I found this factoid in Kaminsky’s column rather telling. “Our top exports include beef, computers and other industrial machinery, and medical instruments.” Hmmm… what do all those things have in common? They’re all tangible things that somebody had to toil to make. “Our top imports from NAFTA members include vehicles, electric and industrial machinery, and plastics.” Hmmm… notice a pattern here? Does the irony of this not smack Kaminsky in the face? You can only have so many thought workers and the low skilled service workers who hover around the economy they create. What is the broad swath in the middle supposed to do? The whole middle economy can’t be radiology techs and car salesmen. Somewhere somebody has to be either growing something, digging something up or making something, or the whole enterprise will eventually collapse under its own weight.
The question is where are we going to make it? Here or in Bangladesh? We don’t have to make it all here, which is where rational trade policies would come in, but unless Kaminsky and company are willing to openly advocate for a two tiered economy with a vanishing middle class, a trend that is already well under way, we have to make something here. The problem with Kaminsky and other likeminded free trade ideologues is that they are economic reductionists who see human beings as simply freely interchangeable economic units. For them national borders are mere contrivances that hamper efficiency and the free movements of goods, services and labor, that enough multilateral free trade agreements will minimize to the point of insignificance leading to one big well-oiled global economic zone. The problem for this well laid plan is that people are not just freely interchangeable economic units and national borders are not just troublesome impediments to maximally efficient economic activity, and said people are not inclined to view them and theirs as such or their country as a mere contrivance. Darn that reality. It has such a nasty habit of messing up a perfectly good theory.

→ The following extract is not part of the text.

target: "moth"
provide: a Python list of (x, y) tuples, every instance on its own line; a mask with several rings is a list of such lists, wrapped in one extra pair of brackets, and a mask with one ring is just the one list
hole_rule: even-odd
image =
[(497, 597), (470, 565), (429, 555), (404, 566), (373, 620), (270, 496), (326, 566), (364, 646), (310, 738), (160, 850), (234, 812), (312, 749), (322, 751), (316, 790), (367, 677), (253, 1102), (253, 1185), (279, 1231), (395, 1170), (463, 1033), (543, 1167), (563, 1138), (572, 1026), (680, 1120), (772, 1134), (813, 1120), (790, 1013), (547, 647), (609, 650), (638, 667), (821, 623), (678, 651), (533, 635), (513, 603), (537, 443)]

Thankfully, Average Joe is neither as Utopian nor as foolish as Mr. Kaminsky and company, and recognizes he is being sold a bill of goods. Average Joe in Flyover Country has long been trending Red, but the thought leaders of the Red Team, such as Mr. Kaminsky, have been giving ideological cover to trade policies that benefit the elite donor class (which have been trending Blue, by the way) at the expense of the inhabitants of Flyover Country who actually vote for the Red Team. And the thought leaders scratch their heads and wonder why the yokels won’t listen to their betters and stop their whining about manufacturing jobs going overseas and have responded in such large numbers to a “panderer” who rejects the received wisdom of the thinking class. Perhaps those thought leaders aren’t as smart as they think they are.